Martedì a Cassano Magnago più di qualcuno ha guardato verso il cielo è si è fatto scappare un «grazie». Un ringraziamento a chi, testardo e determinato, è riuscito a imbrigliare Rile e Tenore, i due torrenti maledetti che fino agli anni Novanta hanno seminato distruzione.

Martedì il pensiero dei cassanesi è andato al sindaco Domenico Uslenghi, scomparso poco più di un anno fa, e alle “sue” vasche di laminazione con le quali ha scritto la parola fini alle devastanti alluvioni che per troppi anni hanno seminato il terrore a ogni temporale.

Anche il nostro pensiero è andato all’Uslenghi e alle notti trascorse in mezzo ai cassanesi protetti dai sacchi di sabbia accatastati davanti alle loro case.

Vent’anni fa le casse dei Comuni erano colme e Roma era meno ladrona, nel senso che dalla Capitale qualcosa arrivava e poco o nulla veniva sottratto.

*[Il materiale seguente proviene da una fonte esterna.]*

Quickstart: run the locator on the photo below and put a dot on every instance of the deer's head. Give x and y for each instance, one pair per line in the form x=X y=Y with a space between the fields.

Sempre vent’anni fa la burocrazia era meno vincolante ed esisteva un’autorità competente: il Magistrato del Po, con sede a Parma. Insomma, non senza fatica, volere significava potere.

Oggi no. Proprio no.

È disarmante andare a fare la conta dei danni a Valle Olona, nelle stesse case e negli stessi cortili alluvionati nel 2009. Disarmante perché in questi cinque anni il comune di Varese non è stato a guardare, ma è intervenuto lavorando sugli argini dell’Olona, del Vellone e della Roggia Poscalla. Ha fatto quello che ha potuto. O meglio, ha fatto quello che i fondi a disposizione hanno consentito. Interventi senza i quali il nubifragio di martedì avrebbe creato bel altri danni.

Sono state messe”toppe” qua e là ma il vero intervento, quello risolutivo, non è ancora partito. Come a Cassano, anche qui la soluzione a tutti i problemi si chiama vasca di laminazione o bacino di contenimento. In parole povere un “grande buco” in grado di raccogliere le acque tracimante da fiumi, torrenti e rigagnoli, prima che facciano danni. Un intervento programmato e che partirà tra qualche mese, già sapendo però che non verrà ultimato perché mancano i soldi. O meglio, perché i soldi che dovevano arrivare da Roma, dopo l’esondazione del 2009, sono stati girati alla Toscana: uno scherzetto da 12 milioni di euro (dei 17 Varese ne avrà solo 5). Capitolo burocrazia: i lavori realizzati in questi anni sugli argini di Olona e Vellone sono stati rallentati di un anno e mezzo da un ricorso al Tar del secondo classificato al bando di concorso per l’appalto dei lavori.

Ricorso legittimo, per carità. Il dito perciò non va puntato contro chi ha voluto far valere i propri interessi, ma contro chi una volta ricevuta l’istanza non si è espresso velocemente, comprendendo l’importanza della faccenda per centinaia di famiglie.

Infine i tombini, responsabili dell’allagamento in altre zone della città (vedi l’area Iper) e di molti comuni del Varesotto. Quella dei tombini intasati dalla troppa sporcizia è una questione nota, davanti alla quale non resta che allargare le braccia.

I Comuni non hanno i soldi per una pulizia straordinaria. O meglio, dirottano le poche risorse che hanno per altre urgenze sperando e pregando che dal cielo non venga giù l’inferno.

All’epoca dell’Uslenghi le preghiere avevano un destinatario ben preciso, in grado di raccoglierle e di intervenire. Oggi si prega rivolgendosi a chissà chi, nella speranza che convinca la natura a non ribellarsi. Come invece ciclicamente fa.